Neither is overly appealling, as much because of the somewhat sensitive nature of some of the data in the analytics account, and also because provisioning 150 users would be the shittiest task in a stack of shitty tasks.
Ideally, we’d be providing light-weight analytics data in the context of the author’s pages. Old Joe doesn’t need to know about what’s happening on the other 10,000 pages on the site, he’s only really interested in the sub-set that he maintains. He wants to know that his content is engaging and driving visitors to his goal pages.
Sure, each of our authors is contributing to the big picture, but for each individual, the analytics data they’re interested in is very much a specific sub-set.
So I wrote a shiny new Umbraco package to meet our need - a light-weight Google Analytics integration that displays a simple set of datapoints, in the familiar context of an Umbraco backoffice node, so that old mate Joe can at a glance compare traffic to his pages since he changed the main image and added some new fluffy text.
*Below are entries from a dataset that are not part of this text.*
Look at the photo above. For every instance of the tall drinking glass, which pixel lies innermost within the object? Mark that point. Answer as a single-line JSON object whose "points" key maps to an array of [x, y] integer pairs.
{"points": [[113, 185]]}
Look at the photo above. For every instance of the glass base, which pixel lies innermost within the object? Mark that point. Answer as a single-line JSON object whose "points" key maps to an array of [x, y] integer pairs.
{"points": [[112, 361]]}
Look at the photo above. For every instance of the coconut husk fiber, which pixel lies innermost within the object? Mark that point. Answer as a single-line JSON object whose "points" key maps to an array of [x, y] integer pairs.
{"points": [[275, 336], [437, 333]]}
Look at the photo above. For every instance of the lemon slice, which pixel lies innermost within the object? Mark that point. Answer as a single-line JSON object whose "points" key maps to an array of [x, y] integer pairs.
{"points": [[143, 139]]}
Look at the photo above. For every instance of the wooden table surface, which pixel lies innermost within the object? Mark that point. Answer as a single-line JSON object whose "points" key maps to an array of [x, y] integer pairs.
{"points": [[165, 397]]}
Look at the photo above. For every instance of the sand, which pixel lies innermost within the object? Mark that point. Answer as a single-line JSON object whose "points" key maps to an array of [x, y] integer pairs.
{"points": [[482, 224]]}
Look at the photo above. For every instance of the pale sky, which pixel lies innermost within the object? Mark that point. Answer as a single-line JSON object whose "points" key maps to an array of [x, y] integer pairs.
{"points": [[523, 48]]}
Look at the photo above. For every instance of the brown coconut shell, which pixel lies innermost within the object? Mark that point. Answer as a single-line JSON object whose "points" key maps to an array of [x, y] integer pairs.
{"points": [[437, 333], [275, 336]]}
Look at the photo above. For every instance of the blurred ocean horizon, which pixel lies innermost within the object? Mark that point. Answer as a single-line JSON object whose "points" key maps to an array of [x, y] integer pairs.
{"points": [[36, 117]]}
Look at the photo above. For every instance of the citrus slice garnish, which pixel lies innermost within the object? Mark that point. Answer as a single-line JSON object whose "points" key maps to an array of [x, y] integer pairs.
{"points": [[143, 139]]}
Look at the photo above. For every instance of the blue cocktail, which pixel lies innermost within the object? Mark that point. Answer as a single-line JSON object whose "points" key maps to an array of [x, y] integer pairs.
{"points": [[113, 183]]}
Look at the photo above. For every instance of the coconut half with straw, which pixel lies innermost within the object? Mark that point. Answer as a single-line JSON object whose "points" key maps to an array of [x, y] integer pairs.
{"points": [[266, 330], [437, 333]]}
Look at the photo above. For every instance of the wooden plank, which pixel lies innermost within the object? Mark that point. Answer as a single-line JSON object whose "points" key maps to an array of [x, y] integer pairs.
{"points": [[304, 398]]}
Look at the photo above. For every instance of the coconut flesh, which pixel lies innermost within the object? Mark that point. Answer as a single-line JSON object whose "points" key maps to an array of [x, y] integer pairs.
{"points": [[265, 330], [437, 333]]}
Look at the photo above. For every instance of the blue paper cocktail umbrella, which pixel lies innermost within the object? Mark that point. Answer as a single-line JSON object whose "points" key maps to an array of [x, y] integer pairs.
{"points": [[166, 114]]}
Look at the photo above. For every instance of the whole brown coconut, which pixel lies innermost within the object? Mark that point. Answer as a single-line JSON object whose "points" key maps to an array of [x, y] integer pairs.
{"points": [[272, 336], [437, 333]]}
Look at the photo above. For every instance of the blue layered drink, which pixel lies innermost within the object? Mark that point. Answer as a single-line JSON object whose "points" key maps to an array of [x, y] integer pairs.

Which brings me back to the title of this post.
Being able to implement a robust solution is only part of effective development.
You can’t deliver a quality solution without a deep understanding of the problem.
We could relatively easily give access to our Google Analytics account, but while that’s a solution, it’s showing a lack of understanding with regard to the problem.
When our users ask for page stats, they don’t mean the hundreds of datapoints Google generates. They’re interested in a few key statistics - time on page, unique visitors, total visits, devices, browser version etc. If they really want something detailed, we can generate a report to suit.
Effectively solving the problem - ‘we want stats’ - means knowing exactly what that means. I’ve got a pretty deep understanding of the university’s business, particularly with regard to the website, so am in a position to tailor a solution that solves the specific problem without having to spend too much time identifying the exact issue.
It’s a great position to be in, made even better by the easy extensibility Umbraco brings to the party, and the super-supportive community members who are always willing to share the approaches they’ve taken to solving their problems.
I’ll add a technical run down on the PieMan package, but for now, if you’re interested take a look at the source or grab the package from the Umbraco repository. It’s still in beta, but 90% of the time, it works all the time (see, stats are fun!).